If your customer is interested in a single nozzle in the manifold (versus a nozzle in each runner), it should be located at the inlet for best distribution. If you're making a spacer plate for the inlet, it would be a convenient spot for mounting.
Most nozzles are 1/8" male NPT.


----------



## ftwelder (Feb 27, 2008)

cool, thanks, that is what I have been looking for..


----------



## SnowTech.4 (Oct 23, 2009)

Agreed. Right at the inlet is an ideal location, as a proper nozzle there will hit all the airflow.

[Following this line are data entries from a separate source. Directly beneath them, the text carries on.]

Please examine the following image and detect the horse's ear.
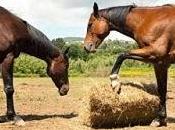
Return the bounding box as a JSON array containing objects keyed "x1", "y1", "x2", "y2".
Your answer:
[
  {"x1": 64, "y1": 47, "x2": 70, "y2": 56},
  {"x1": 93, "y1": 2, "x2": 99, "y2": 18}
]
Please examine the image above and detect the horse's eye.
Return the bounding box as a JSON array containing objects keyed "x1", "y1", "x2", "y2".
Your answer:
[{"x1": 88, "y1": 23, "x2": 92, "y2": 28}]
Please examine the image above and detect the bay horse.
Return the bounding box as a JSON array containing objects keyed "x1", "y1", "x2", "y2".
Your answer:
[
  {"x1": 84, "y1": 2, "x2": 175, "y2": 127},
  {"x1": 0, "y1": 7, "x2": 70, "y2": 124}
]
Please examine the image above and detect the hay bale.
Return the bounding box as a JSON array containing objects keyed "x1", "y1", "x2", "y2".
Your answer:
[{"x1": 79, "y1": 81, "x2": 160, "y2": 128}]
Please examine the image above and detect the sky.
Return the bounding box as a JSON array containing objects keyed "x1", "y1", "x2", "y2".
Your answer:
[{"x1": 0, "y1": 0, "x2": 174, "y2": 41}]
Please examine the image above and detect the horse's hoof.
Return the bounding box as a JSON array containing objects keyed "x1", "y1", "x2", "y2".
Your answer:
[
  {"x1": 110, "y1": 74, "x2": 120, "y2": 89},
  {"x1": 13, "y1": 116, "x2": 25, "y2": 126},
  {"x1": 0, "y1": 116, "x2": 9, "y2": 123},
  {"x1": 110, "y1": 74, "x2": 121, "y2": 94},
  {"x1": 150, "y1": 118, "x2": 167, "y2": 127}
]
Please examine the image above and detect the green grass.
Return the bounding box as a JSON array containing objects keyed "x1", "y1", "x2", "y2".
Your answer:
[
  {"x1": 120, "y1": 66, "x2": 175, "y2": 77},
  {"x1": 12, "y1": 65, "x2": 175, "y2": 78}
]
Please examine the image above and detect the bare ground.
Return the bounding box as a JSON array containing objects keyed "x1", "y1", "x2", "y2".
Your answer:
[{"x1": 0, "y1": 75, "x2": 175, "y2": 130}]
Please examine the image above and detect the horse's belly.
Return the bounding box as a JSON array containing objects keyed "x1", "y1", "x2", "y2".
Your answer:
[
  {"x1": 0, "y1": 40, "x2": 12, "y2": 63},
  {"x1": 0, "y1": 51, "x2": 9, "y2": 63}
]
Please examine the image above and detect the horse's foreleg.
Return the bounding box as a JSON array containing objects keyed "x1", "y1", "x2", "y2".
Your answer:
[
  {"x1": 1, "y1": 53, "x2": 25, "y2": 125},
  {"x1": 110, "y1": 47, "x2": 155, "y2": 91},
  {"x1": 2, "y1": 53, "x2": 15, "y2": 119},
  {"x1": 150, "y1": 64, "x2": 168, "y2": 127},
  {"x1": 111, "y1": 53, "x2": 147, "y2": 74}
]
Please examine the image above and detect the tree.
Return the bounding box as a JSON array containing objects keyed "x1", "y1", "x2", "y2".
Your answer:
[
  {"x1": 52, "y1": 38, "x2": 65, "y2": 49},
  {"x1": 66, "y1": 43, "x2": 88, "y2": 60}
]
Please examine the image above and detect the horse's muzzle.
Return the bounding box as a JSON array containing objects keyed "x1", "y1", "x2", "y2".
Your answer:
[
  {"x1": 84, "y1": 43, "x2": 96, "y2": 53},
  {"x1": 59, "y1": 84, "x2": 69, "y2": 96}
]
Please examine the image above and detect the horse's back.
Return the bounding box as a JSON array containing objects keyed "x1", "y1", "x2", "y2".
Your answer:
[
  {"x1": 132, "y1": 5, "x2": 175, "y2": 42},
  {"x1": 0, "y1": 7, "x2": 29, "y2": 49},
  {"x1": 134, "y1": 5, "x2": 175, "y2": 20}
]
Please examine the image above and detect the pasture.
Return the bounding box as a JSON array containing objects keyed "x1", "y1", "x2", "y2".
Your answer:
[{"x1": 0, "y1": 69, "x2": 175, "y2": 130}]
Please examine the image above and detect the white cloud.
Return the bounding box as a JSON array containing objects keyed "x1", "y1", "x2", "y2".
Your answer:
[
  {"x1": 0, "y1": 0, "x2": 91, "y2": 27},
  {"x1": 0, "y1": 0, "x2": 172, "y2": 40}
]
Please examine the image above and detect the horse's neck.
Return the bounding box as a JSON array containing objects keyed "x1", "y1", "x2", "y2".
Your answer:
[
  {"x1": 21, "y1": 40, "x2": 59, "y2": 62},
  {"x1": 100, "y1": 5, "x2": 135, "y2": 38},
  {"x1": 20, "y1": 24, "x2": 60, "y2": 63}
]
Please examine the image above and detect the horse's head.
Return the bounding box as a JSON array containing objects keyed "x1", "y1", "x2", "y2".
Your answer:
[
  {"x1": 84, "y1": 2, "x2": 110, "y2": 53},
  {"x1": 47, "y1": 47, "x2": 69, "y2": 96}
]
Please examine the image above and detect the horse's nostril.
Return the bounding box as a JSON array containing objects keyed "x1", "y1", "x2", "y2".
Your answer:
[{"x1": 59, "y1": 89, "x2": 68, "y2": 96}]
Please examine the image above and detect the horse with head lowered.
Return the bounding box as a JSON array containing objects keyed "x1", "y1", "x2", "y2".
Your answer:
[{"x1": 0, "y1": 6, "x2": 70, "y2": 124}]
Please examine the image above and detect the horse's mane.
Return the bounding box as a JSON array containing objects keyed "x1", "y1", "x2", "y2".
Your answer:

With a finely atomized mist, where the airflow goes, so goes the mist.


----------



## ftwelder (Feb 27, 2008)

*Re: pre-emptive fitting location. (ftwelder)*

cool, he wanted to run his stock TB while waiting for a turbo upgrade so I slipped the port in the side of the adapter, thanks for the help! 
http://farm3.static.flickr.com...7.jpg


----------



## SnowTech.4 (Oct 23, 2009)

Nice looking peice there!
One thing to be sure of is that the nozzle tip gets to be flush with the inside wall of the plate so that the spray pattern is not hindered. Sometimes a bit of counter-sinking is needed to make that happen.


----------



## Brake Weight (Jul 27, 2006)

*Re: pre-emptive fitting location. (ftwelder)*


_Quote, originally posted by *ftwelder* »_cool, he wanted to run his stock TB while waiting for a turbo upgrade so I slipped the port in the side of the adapter, thanks for the help! 
http://farm3.static.flickr.com...7.jpg 

I got one almost identical to that one. I ended up having to turn it to find the best spray. I would run it hard a few pulls a day for a few days, then go home and pull the plugs. Look down on top of the cylinders and see which ones were now cleaner looking. I know some dirt track guys that will run meth through their small blocks to clean them out before a rebuild, it works. Snake the hose from the back of the engine bay so that the nozzle is facing towards the front of the car. It seems I get the best spray this way.


----------